We took it slow walking over to Square Ledge enjoying the sights and solitude of the wilderness. I usually have a tendency to hike quickly only thinking about my destination, but Will likes to take it a little more slowly and I realized how nice it was to just appreciate the woods around me. It felt so wild with the trillium blooming along the trail and birds chirping high in the trees. Everything was so green compared to the white blanket of snow I had gotten so used to over the winter.
When we got to Square Ledge the weather had warmed up and the sun was out again. We sat perched on the west facing side of the giant rock looking over to Mt. Passaconaway just a mile away. I thought back to my last experience there, one of my first solo hikes almost two years ago. I had fond memories of scaling Blueberry Ledge, but the connector on Rollins Trail stuck out as one of my least favorite experiences of that summer. It was muddy, buggy, and so much less fun than climbing Whiteface. It's crazy how a hike can have so many highs and lows in such a short time.

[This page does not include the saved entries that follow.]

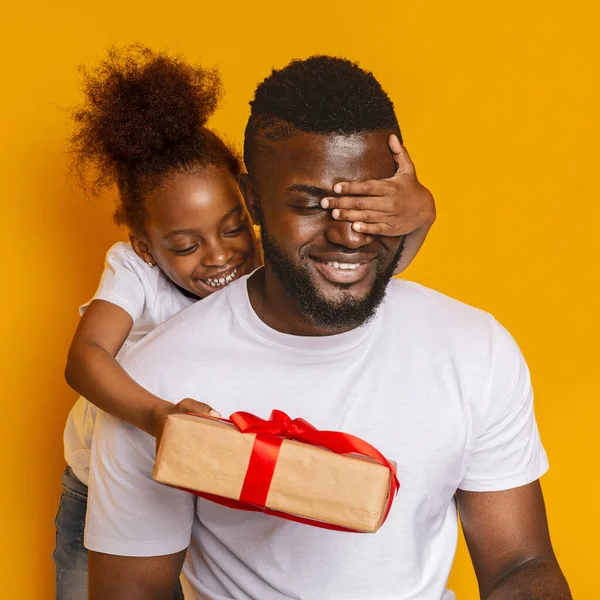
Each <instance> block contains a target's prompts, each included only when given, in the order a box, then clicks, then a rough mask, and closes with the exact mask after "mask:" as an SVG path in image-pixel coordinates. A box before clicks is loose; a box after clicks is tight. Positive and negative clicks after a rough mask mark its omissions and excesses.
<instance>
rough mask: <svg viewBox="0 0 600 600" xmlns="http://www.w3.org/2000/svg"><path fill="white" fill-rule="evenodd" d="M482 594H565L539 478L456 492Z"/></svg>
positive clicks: (517, 598)
mask: <svg viewBox="0 0 600 600" xmlns="http://www.w3.org/2000/svg"><path fill="white" fill-rule="evenodd" d="M457 501H458V508H459V513H460V517H461V522H462V526H463V531H464V534H465V539H466V542H467V546H468V548H469V553H470V554H471V560H472V561H473V566H474V568H475V574H476V575H477V581H478V583H479V592H480V595H481V598H482V600H571V594H570V592H569V586H568V585H567V581H566V579H565V577H564V575H563V574H562V571H561V570H560V567H559V565H558V562H557V560H556V557H555V556H554V551H553V549H552V544H551V542H550V534H549V532H548V523H547V520H546V509H545V506H544V498H543V496H542V490H541V486H540V484H539V481H535V482H533V483H530V484H528V485H524V486H522V487H518V488H515V489H511V490H506V491H501V492H466V491H462V490H459V491H458V492H457Z"/></svg>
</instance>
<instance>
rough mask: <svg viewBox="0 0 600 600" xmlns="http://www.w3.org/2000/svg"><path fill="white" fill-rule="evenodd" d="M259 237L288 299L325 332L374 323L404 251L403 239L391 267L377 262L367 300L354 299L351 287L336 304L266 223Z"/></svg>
mask: <svg viewBox="0 0 600 600" xmlns="http://www.w3.org/2000/svg"><path fill="white" fill-rule="evenodd" d="M260 236H261V240H262V246H263V252H264V257H265V264H268V265H269V266H270V267H271V269H272V270H273V272H274V273H275V275H276V277H277V279H278V280H279V282H280V283H281V285H282V286H283V289H284V290H285V292H286V293H287V295H288V296H289V297H290V298H292V299H293V300H295V301H296V303H297V304H298V306H299V308H300V311H301V312H302V314H304V315H305V316H306V317H308V318H309V319H310V320H311V321H312V322H313V323H314V324H315V325H318V326H320V327H323V328H324V329H352V328H354V327H358V326H359V325H362V324H363V323H366V322H367V321H368V320H369V319H372V318H373V317H374V316H375V313H376V312H377V307H378V306H379V305H380V304H381V302H382V301H383V299H384V297H385V292H386V289H387V285H388V283H389V281H390V279H391V278H392V276H393V275H394V271H395V270H396V266H397V265H398V263H399V262H400V258H401V256H402V250H403V249H404V238H403V239H402V242H401V243H400V246H399V248H398V251H397V252H396V255H395V256H394V258H393V259H392V260H391V261H390V263H389V264H387V265H384V264H382V263H381V261H380V260H379V259H376V260H377V261H378V262H377V271H376V274H375V280H374V282H373V285H372V287H371V291H370V292H369V293H368V294H367V295H366V296H365V297H364V298H360V299H357V298H355V297H354V296H353V295H352V293H351V292H350V291H349V290H348V289H347V287H348V286H344V285H339V286H338V287H339V294H338V296H337V298H336V300H328V299H327V298H323V296H322V295H321V294H320V293H319V290H318V288H317V287H316V285H315V284H314V283H313V280H312V277H311V274H310V271H309V269H308V267H307V266H305V265H295V264H294V263H293V261H292V260H290V258H288V257H287V256H286V255H285V254H284V253H283V252H282V251H281V249H280V248H279V246H278V245H277V243H276V242H275V240H274V239H273V238H272V237H271V236H270V235H269V233H268V231H267V230H266V228H265V226H264V223H262V224H261V228H260ZM346 252H347V249H346ZM347 253H348V255H351V254H352V252H347ZM305 260H307V259H305Z"/></svg>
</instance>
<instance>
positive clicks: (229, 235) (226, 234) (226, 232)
mask: <svg viewBox="0 0 600 600" xmlns="http://www.w3.org/2000/svg"><path fill="white" fill-rule="evenodd" d="M242 231H244V226H243V225H241V226H240V227H238V228H237V229H230V230H229V231H226V232H225V233H223V235H225V236H227V237H236V236H237V235H240V233H242Z"/></svg>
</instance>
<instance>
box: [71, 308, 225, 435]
mask: <svg viewBox="0 0 600 600" xmlns="http://www.w3.org/2000/svg"><path fill="white" fill-rule="evenodd" d="M132 326H133V319H132V318H131V316H130V315H129V313H127V312H126V311H125V310H123V309H122V308H120V307H118V306H116V305H115V304H112V303H110V302H106V301H104V300H94V301H93V302H92V303H91V304H90V305H89V307H88V308H87V310H86V311H85V313H84V314H83V316H82V318H81V321H80V322H79V326H78V327H77V331H76V332H75V336H74V337H73V341H72V342H71V347H70V349H69V356H68V359H67V366H66V369H65V378H66V380H67V383H68V384H69V385H70V386H71V387H72V388H73V389H74V390H76V391H77V392H79V393H80V394H81V395H82V396H84V397H85V398H86V399H87V400H89V401H90V402H91V403H92V404H95V405H96V406H97V407H98V408H100V409H101V410H103V411H105V412H107V413H109V414H111V415H113V416H114V417H117V418H119V419H121V420H122V421H126V422H127V423H129V424H131V425H133V426H135V427H138V428H139V429H142V430H143V431H145V432H147V433H149V434H150V435H153V436H155V437H156V438H157V440H158V439H159V438H160V435H161V434H162V429H163V427H164V423H165V421H166V419H167V416H168V415H169V414H173V413H185V412H194V413H200V414H213V415H217V413H216V412H215V411H213V410H212V409H211V407H210V406H207V405H206V404H203V403H202V402H197V401H196V400H192V399H190V398H186V399H185V400H182V401H181V402H179V404H175V405H174V404H172V403H171V402H167V401H166V400H163V399H162V398H159V397H158V396H155V395H154V394H152V393H150V392H149V391H148V390H146V389H144V388H143V387H142V386H140V385H138V384H137V383H136V382H135V381H134V380H133V379H132V378H131V377H129V375H128V374H127V373H126V372H125V370H124V369H123V368H122V367H121V365H120V364H119V363H118V362H117V361H116V359H115V357H116V355H117V353H118V352H119V350H120V348H121V346H122V345H123V343H124V342H125V340H126V339H127V336H128V335H129V333H130V331H131V328H132Z"/></svg>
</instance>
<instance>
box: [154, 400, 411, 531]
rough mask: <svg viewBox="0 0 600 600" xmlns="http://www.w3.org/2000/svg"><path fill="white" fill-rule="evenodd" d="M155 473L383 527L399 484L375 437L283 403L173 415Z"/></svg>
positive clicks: (325, 527)
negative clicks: (355, 433) (307, 415)
mask: <svg viewBox="0 0 600 600" xmlns="http://www.w3.org/2000/svg"><path fill="white" fill-rule="evenodd" d="M153 477H154V479H155V480H156V481H158V482H160V483H163V484H166V485H170V486H174V487H178V488H181V489H184V490H187V491H190V492H192V493H194V494H196V495H198V496H201V497H203V498H206V499H209V500H211V501H214V502H218V503H219V504H222V505H225V506H229V507H231V508H236V509H242V510H253V511H261V512H265V513H267V514H271V515H275V516H278V517H283V518H286V519H290V520H293V521H299V522H301V523H306V524H308V525H315V526H318V527H325V528H328V529H336V530H342V531H355V532H362V533H367V532H375V531H377V530H378V529H379V527H380V526H381V525H382V523H383V522H384V521H385V518H386V517H387V514H388V512H389V510H390V508H391V505H392V502H393V499H394V497H395V495H396V492H397V490H398V487H399V483H398V480H397V478H396V474H395V468H394V465H393V463H391V462H390V461H388V460H387V459H386V458H385V457H384V456H383V455H382V454H381V453H379V452H378V451H377V450H376V449H375V448H373V446H371V445H370V444H368V443H366V442H365V441H363V440H361V439H359V438H357V437H355V436H352V435H349V434H345V433H341V432H335V431H319V430H317V429H316V428H314V427H313V426H312V425H310V424H309V423H307V422H306V421H304V420H303V419H293V420H292V419H290V418H289V417H288V416H287V415H286V414H285V413H283V412H281V411H273V413H272V415H271V418H270V420H268V421H266V420H263V419H260V418H258V417H255V416H254V415H251V414H250V413H242V412H239V413H234V414H233V415H231V417H230V419H228V420H227V419H215V418H213V417H207V416H200V415H171V416H169V417H168V419H167V422H166V424H165V428H164V431H163V436H162V439H161V443H160V448H159V450H158V454H157V459H156V464H155V467H154V474H153Z"/></svg>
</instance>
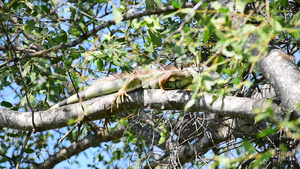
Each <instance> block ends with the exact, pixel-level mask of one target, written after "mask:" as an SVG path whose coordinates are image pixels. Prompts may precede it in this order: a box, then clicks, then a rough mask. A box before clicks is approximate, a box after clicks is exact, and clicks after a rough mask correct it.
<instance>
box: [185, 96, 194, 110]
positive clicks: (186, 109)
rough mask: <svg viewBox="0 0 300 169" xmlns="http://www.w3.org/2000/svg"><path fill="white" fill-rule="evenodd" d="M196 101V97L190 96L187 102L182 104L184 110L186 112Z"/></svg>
mask: <svg viewBox="0 0 300 169" xmlns="http://www.w3.org/2000/svg"><path fill="white" fill-rule="evenodd" d="M195 102H196V99H194V98H192V99H191V100H189V101H188V102H187V104H186V105H185V106H184V111H185V112H186V111H187V110H188V109H189V108H190V107H192V106H193V105H194V104H195Z"/></svg>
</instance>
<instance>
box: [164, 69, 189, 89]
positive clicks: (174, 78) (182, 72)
mask: <svg viewBox="0 0 300 169" xmlns="http://www.w3.org/2000/svg"><path fill="white" fill-rule="evenodd" d="M189 77H190V75H189V74H187V73H185V72H180V71H176V72H175V71H170V72H167V73H166V74H164V75H163V76H161V77H160V78H159V80H158V85H159V87H160V89H162V90H163V91H164V90H165V89H177V88H183V87H184V86H182V84H181V81H184V80H185V79H186V78H188V80H189V79H190V78H189ZM172 78H174V79H175V81H179V83H173V85H170V83H169V82H170V80H171V79H172ZM174 79H172V80H174ZM167 83H168V87H165V84H167ZM188 83H190V81H188ZM176 84H177V85H176ZM183 84H184V83H183Z"/></svg>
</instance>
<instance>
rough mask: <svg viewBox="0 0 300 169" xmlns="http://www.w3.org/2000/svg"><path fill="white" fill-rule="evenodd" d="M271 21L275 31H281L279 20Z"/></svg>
mask: <svg viewBox="0 0 300 169" xmlns="http://www.w3.org/2000/svg"><path fill="white" fill-rule="evenodd" d="M271 23H272V26H273V27H274V29H275V30H276V31H277V32H281V31H282V26H281V24H280V22H279V21H277V20H272V21H271Z"/></svg>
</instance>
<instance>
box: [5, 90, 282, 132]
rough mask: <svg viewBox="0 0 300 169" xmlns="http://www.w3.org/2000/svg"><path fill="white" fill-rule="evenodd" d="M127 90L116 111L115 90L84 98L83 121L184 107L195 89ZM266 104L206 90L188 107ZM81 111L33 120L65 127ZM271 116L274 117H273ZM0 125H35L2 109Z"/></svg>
mask: <svg viewBox="0 0 300 169" xmlns="http://www.w3.org/2000/svg"><path fill="white" fill-rule="evenodd" d="M128 94H129V96H130V97H129V98H126V99H125V102H124V103H120V104H119V106H120V107H119V109H117V108H114V109H113V112H114V113H111V112H110V108H111V104H112V101H113V100H114V98H115V94H110V95H106V96H102V97H98V98H94V99H91V100H88V101H84V102H82V104H83V106H84V108H85V111H86V112H84V115H85V119H84V121H93V120H97V119H102V118H105V117H111V116H112V115H114V114H116V113H118V112H122V111H125V110H131V109H139V108H149V109H160V110H183V109H184V107H185V105H186V103H187V102H188V101H189V100H191V98H192V95H193V92H190V91H186V90H167V91H164V92H163V91H162V90H160V89H153V90H138V91H134V92H129V93H128ZM266 105H267V100H266V99H260V100H255V99H250V98H240V97H234V96H225V97H224V98H218V99H217V100H215V101H214V96H213V95H211V94H208V93H203V94H202V96H201V97H200V98H198V100H197V101H196V103H195V104H194V105H193V106H192V107H191V108H190V109H189V111H203V112H211V113H216V114H217V115H221V116H227V117H237V118H245V119H253V118H254V116H255V114H254V113H253V109H254V108H261V109H264V108H266ZM271 106H272V107H273V109H274V113H275V115H277V116H278V117H279V118H280V117H283V116H284V113H283V112H282V111H281V109H280V107H279V106H278V105H277V104H276V103H272V105H271ZM82 114H83V112H82V109H81V105H80V104H79V103H77V104H72V105H67V106H64V107H61V108H57V109H49V110H46V111H39V112H35V115H34V117H35V119H34V121H35V124H36V126H37V131H45V130H50V129H55V128H61V127H65V126H67V124H68V121H69V119H78V117H82ZM269 120H270V121H272V119H269ZM0 127H7V128H13V129H18V130H27V131H30V130H31V129H32V123H31V112H18V111H13V110H7V109H0Z"/></svg>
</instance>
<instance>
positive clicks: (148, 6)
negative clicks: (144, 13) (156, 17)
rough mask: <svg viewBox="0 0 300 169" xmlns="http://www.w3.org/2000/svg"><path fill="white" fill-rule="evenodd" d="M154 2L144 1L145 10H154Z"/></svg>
mask: <svg viewBox="0 0 300 169" xmlns="http://www.w3.org/2000/svg"><path fill="white" fill-rule="evenodd" d="M154 7H155V3H154V0H146V10H150V9H154Z"/></svg>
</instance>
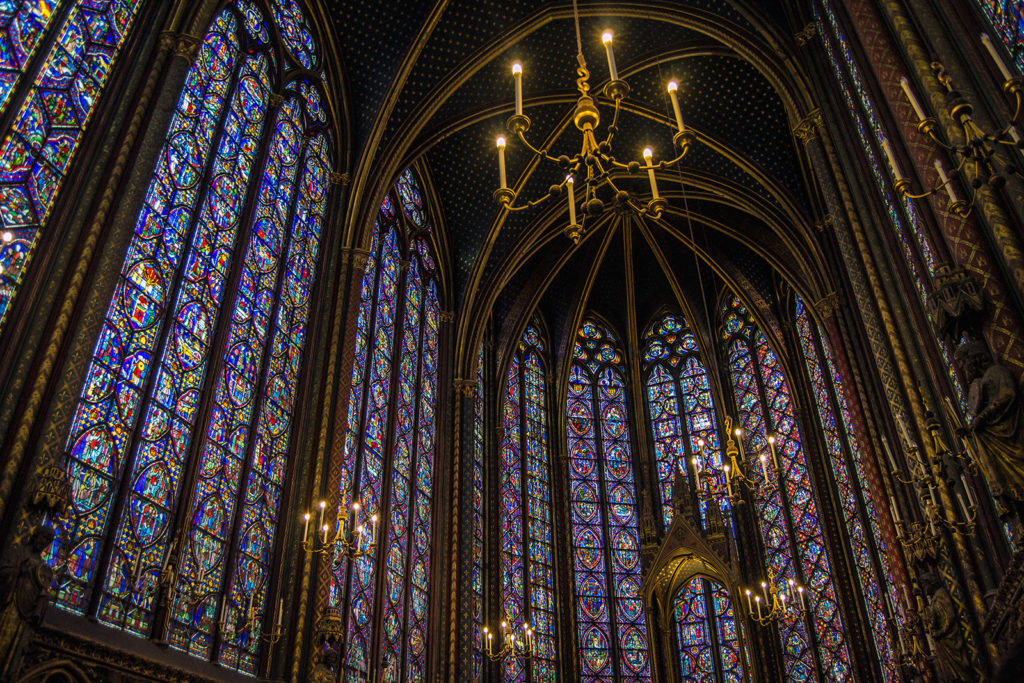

That loop has one of my favorite and one of my least favorite trails in the Whites.
We thought about climbing Passaconaway, but we were so content just laying in the sun that we decided to hang out on Square Ledge a little longer instead. I made a yummy snack of trail pudding that we enjoyed while we relaxed and it came out surprisingly good! It was chocolate pudding powder and powdered milk so we just added our cold, freshly filtered water from the stream. After a nice long break at our last destination of the day, we took our time walking back to the car on Olivarian Brook Trail.
I loved this walk out because we followed the brook almost the whole way and the trail was just beautiful. We had the whole trail to ourselves and stopped to look at the blooming wildflowers as we went. There were quite a few crossings but only one of them was tricky and the trail was surprisingly dry. Usually trails with the word "brook" in the name are a tad muddy in the spring, but we had dry feet almost the whole way back.
There was one swampy spot that was a little flooded over, but it was fairly easy to cross. The swamp had lots of beaver chewed trees laying down in the water, so it was really interesting to look at all of the evidence of wildlife around. Usually the walk out of a backpacking trip is long and arduous (Lincoln Woods definitely comes to mind as an example), but this time it was actually really enjoyable! When we got back to the car I think Will and I were both ready to be done but it was a great trip and I loved the less traveled route that we took on the busy holiday weekend.
This backpacking trip made me realize that I've been spending far too much time backpacking on the high traffic trails of the NH48 rather than some of the more remote areas in the Whites. Yes, I'll always love the Pemigewassett Wilderness, but I can't believe how much more there is to see! I can't wait to do some more isolated treks in the Wild River, Dry River, Great Gulf Wilderness areas. I loved only seeing a few other people around rather than crowds of people at backcountry tentsites. I can't wait to set foot on more new and exciting trails!
Mt. Chocorua (3,480 ft), Mt. Paugus (3,198 ft), and Square Ledge (2,600 ft) via. Champney Falls Tr, Piper Tr, Brook Tr, Bee Line Tr, Old Paugus Tr, Lawrence Tr, Square Ledge Tr, Passaconaway Cutoff, and Oliverian Brook Tr [17.83 mi, 5815 ft, 13:20].